C# Downloader: should I use Threads, BackgroundWorker or ThreadPool?
Asked Answered
A

4

7

I'm writing a downloader in C# and stopped at the following problem: what kind of method should I use to parallelize my downloads and update my GUI?

In my first attempt, I used 4 Threads and at the completion of each of them I started another one: main problem was that my cpu goes 100% at each new thread start.

Googling around, I found the existence of BackgroundWorker and ThreadPool: stating that I want to update my GUI with the progress of each link that I'm downloading, what is the best solution?

1) Creating 4 different BackgroundWorker, attaching to each ProgressChanged event a Delegate to a function in my GUI to update the progress?

2) Use ThreadPool and setting max and min number of threads to the same value?

If I choose #2, when there are no more threads in the queue, does it stop the 4 working threads? Does it suspend them? Since I have to download different lists of links (20 links each of them) and move from one to another when one is completed, does the ThreadPool start and stop threads between each list?

If I want to change the number of working threads on live and decide to use ThreadPool, changing from 10 threads to 6, does it throw and exception and stop 4 random threads?

This is the only part that is giving me an headache. I thank each of you in advance for your answers.

Annapolis answered 2/8, 2011 at 14:13 Comment(1)
Why don't you use threads from the Threadpool? msdn.microsoft.com/en-us/library/3dasc8as%28v=vs.80%29.aspx#Y23Property
P
11

I would suggest using WebClient.DownloadFileAsync for this.
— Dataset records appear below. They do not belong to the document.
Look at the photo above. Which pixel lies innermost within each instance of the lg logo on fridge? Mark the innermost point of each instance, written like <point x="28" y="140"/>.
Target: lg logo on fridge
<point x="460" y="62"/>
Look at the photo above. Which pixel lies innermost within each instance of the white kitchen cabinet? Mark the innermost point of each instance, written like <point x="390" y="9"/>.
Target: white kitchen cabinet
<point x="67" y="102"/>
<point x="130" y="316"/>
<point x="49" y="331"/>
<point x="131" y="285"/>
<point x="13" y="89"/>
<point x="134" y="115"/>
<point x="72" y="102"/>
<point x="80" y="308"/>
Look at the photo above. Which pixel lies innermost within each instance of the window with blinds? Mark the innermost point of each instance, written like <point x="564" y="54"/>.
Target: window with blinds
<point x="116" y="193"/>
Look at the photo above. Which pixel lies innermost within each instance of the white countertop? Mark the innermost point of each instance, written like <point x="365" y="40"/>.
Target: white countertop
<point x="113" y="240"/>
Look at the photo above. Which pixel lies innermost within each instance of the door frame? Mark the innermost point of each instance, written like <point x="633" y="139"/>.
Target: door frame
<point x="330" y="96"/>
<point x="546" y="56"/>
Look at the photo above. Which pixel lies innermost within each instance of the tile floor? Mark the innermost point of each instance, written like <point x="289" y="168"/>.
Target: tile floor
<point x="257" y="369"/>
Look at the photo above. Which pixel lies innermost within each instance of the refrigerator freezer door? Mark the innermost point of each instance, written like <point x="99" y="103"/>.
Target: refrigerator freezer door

You can have multiple downloads going, each raising the DownloadProgressChanged event as it goes along, and DownloadFileCompleted when done.
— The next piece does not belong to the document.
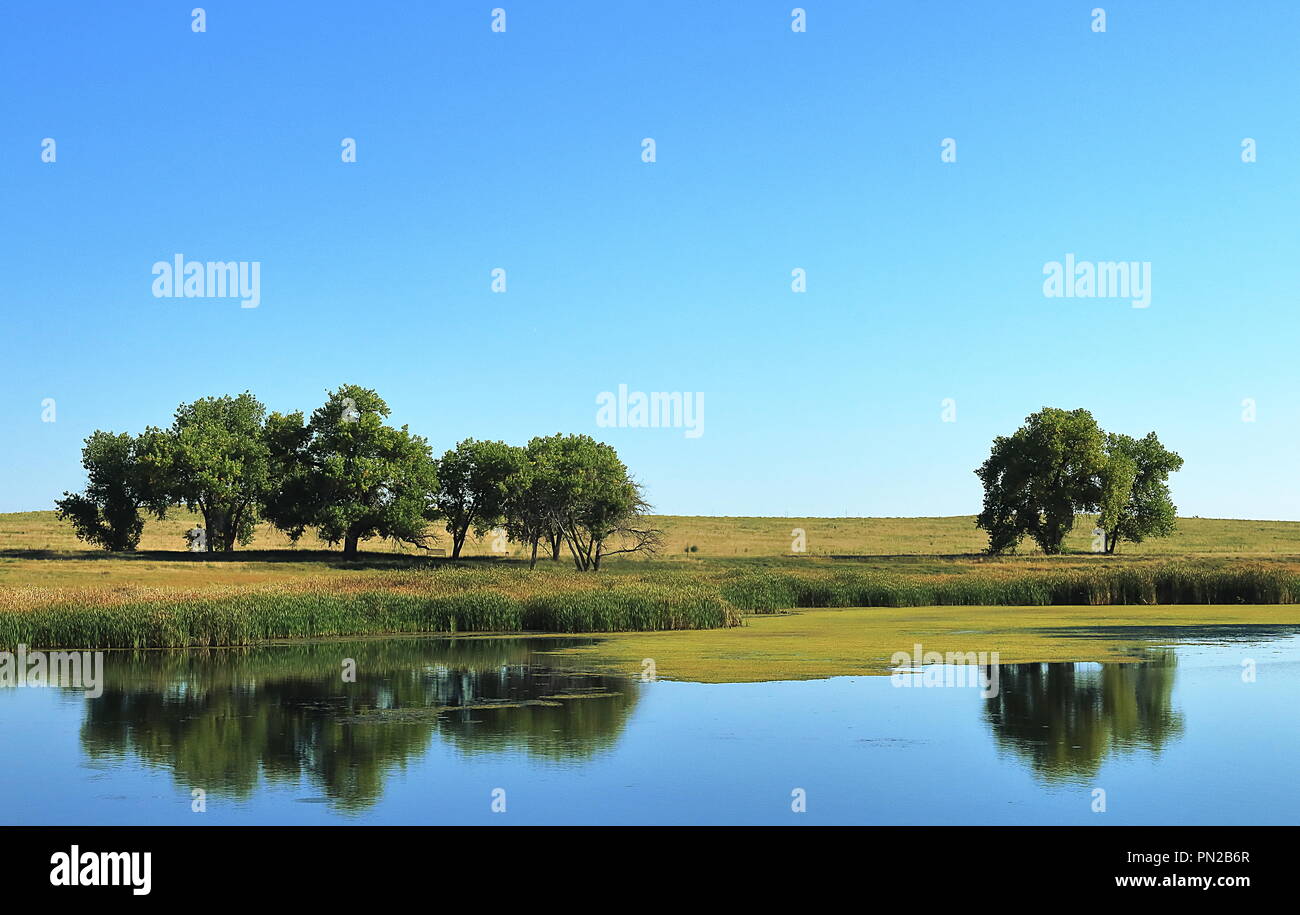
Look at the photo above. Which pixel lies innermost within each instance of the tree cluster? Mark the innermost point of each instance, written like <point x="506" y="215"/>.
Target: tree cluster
<point x="350" y="476"/>
<point x="1060" y="463"/>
You can control the concurrency by using a queue with a semaphore or, if you're using .NET 4.0, a BlockingCollection. For example:

// Information used in callbacks.
class DownloadArgs
{
    public readonly string Url;
    public readonly string Filename;
    public readonly WebClient Client;
    public DownloadArgs(string u, string f, WebClient c)
    {
        Url = u;
        Filename = f;
        Client = c;
    }
}

const int MaxClients = 4;

// create a queue that allows the max items
BlockingCollection<WebClient> ClientQueue = new BlockingCollection<WebClient>(MaxClients);

// queue of urls to be downloaded (unbounded)
Queue<string> UrlQueue = new Queue<string>();

// create four WebClient instances and put them into the queue
for (int i = 0; i < MaxClients; ++i)
{
    var cli = new WebClient();
    cli.DownloadProgressChanged += DownloadProgressChanged;
    cli.DownloadFileCompleted += DownloadFileCompleted;
    ClientQueue.Add(cli);
}

// Fill the UrlQueue here

// Now go until the UrlQueue is empty
while (UrlQueue.Count > 0)
{
    WebClient cli = ClientQueue.Take(); // blocks if there is no client available
    string url = UrlQueue.Dequeue();
    string fname = CreateOutputFilename(url);  // or however you get the output file name
    cli.DownloadFileAsync(new Uri(url), fname, 
        new DownloadArgs(url, fname, cli));
}


void DownloadProgressChanged(object sender, DownloadProgressChangedEventArgs e)
{
    DownloadArgs args = (DownloadArgs)e.UserState;
    // Do status updates for this download
}

void DownloadFileCompleted(object sender, AsyncCompletedEventArgs e)
{
    DownloadArgs args = (DownloadArgs)e.UserState;
    // do whatever UI updates

    // now put this client back into the queue
    ClientQueue.Add(args.Client);
}

There's no need for explicitly managing threads or going to the TPL.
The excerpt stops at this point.